在 snakemake 中的多个输入之前添加标志 -I
Add flag -I before multiple input in snakemake
我正在使用 snakemake 来描述 GATK 管道。我需要 运行 以下命令:
./../gatk-4.1.3.0/gatk --java-options ""-Xmx7680m"" GatherBQSRReports -I file1 -I file2 -I file3 -O output
相反,我得到了以下结果:
./../gatk-4.1.3.0/gatk --java-options ""-Xmx7680m"" GatherBQSRReports -I file1 file2 file3 -O output
现在我的代码如下所示:
import glob
SAMPLES = glob_wildcards("input_bam/{sample}.bam")
INTERVALS = glob_wildcards("../intervals/{interval}.bed")
rule all:
input: expand("out/{sample}.AddOrReplaceReadGroups.bam", sample = SAMPLES.sample), expand("out/{sample}.MarkDuplicates.bam", sample=SAMPLES.sample),,expand("out_BaseRecalibrator/{sample}.BaseRecalibrator.{interval}.txt", interval=INTERVALS.interval, sample=SAMPLES.sample), expand("out_BaseRecalibrator/{sample}.GatherBQSRReports.txt", sample=SAMPLES.sample)
rule gatk_AddOrReplaceReadGroups:
input: "input_bam/{sample}.bam"
output: "out/{sample}.AddOrReplaceReadGroups.bam"
shell: "./../gatk-4.1.3.0/gatk --java-options ""-Xmx30g"" AddOrReplaceReadGroups -I {input} -O {output} -ID group1 -SM TUMOR -PL illumina -LB lib1 -PU unit1"
rule gatk_MarkDuplicates:
input: rules.gatk_AddOrReplaceReadGroups.output
output: output1="out/{sample}.MarkDuplicates.bam", output2="out/{sample}.MarkDuplicates.txt"
shell: "./../gatk-4.1.3.0/gatk --java-options ""-Xmx4g"" MarkDuplicates -I {input} -O {output.output1} -M {output.output2} --CREATE_INDEX true"

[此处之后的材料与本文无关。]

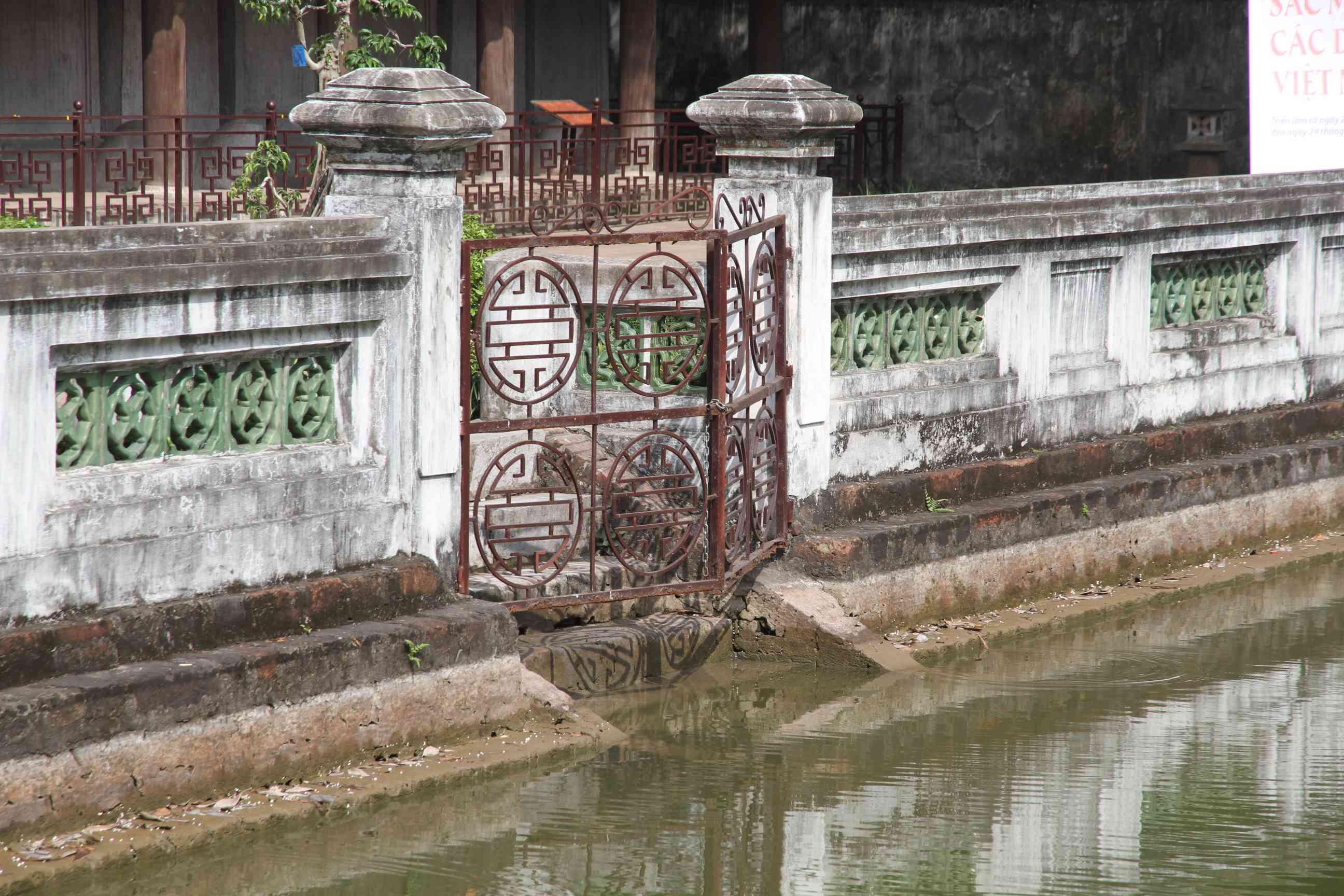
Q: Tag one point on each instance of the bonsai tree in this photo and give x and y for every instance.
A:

rule gatk_BaseRecalibrator:
input: input1="../intervals/{interval}.bed", input2="out/{sample}.MarkDuplicates.bam", input3='../ref/ref.fa', input4="../dbsnp/dbsnp_150.hg38.vcf.gz"
output: "out_BaseRecalibrator/{sample}.BaseRecalibrator.{interval}.txt"
shell: "./../gatk-4.1.3.0/gatk --java-options ""-Xmx7680m"" BaseRecalibrator -L {input.input1} -I {input.input2} -O {output} -R {input.input3} --known-sites {input.input4}"
rule gatk_GatherBQSRReports:
input: expand("out_BaseRecalibrator/{sample}.BaseRecalibrator.{interval}.txt", interval=INTERVALS.interval, sample=SAMPLES.sample)
output: "out_BaseRecalibrator/{sample}.GatherBQSRReports.txt"
shell: "./../gatk-4.1.3.0/gatk --java-options ""-Xmx7680m"" GatherBQSRReports -I {input} -O {output}"
我是这个程序的新手,不会编写所需的参数。
我很乐意提供任何帮助
你可以这样做:
reports = expand("out_BaseRecalibrator/{sample}.BaseRecalibrator.{interval}.txt", interval=INTERVALS.interval, sample=SAMPLES.sample)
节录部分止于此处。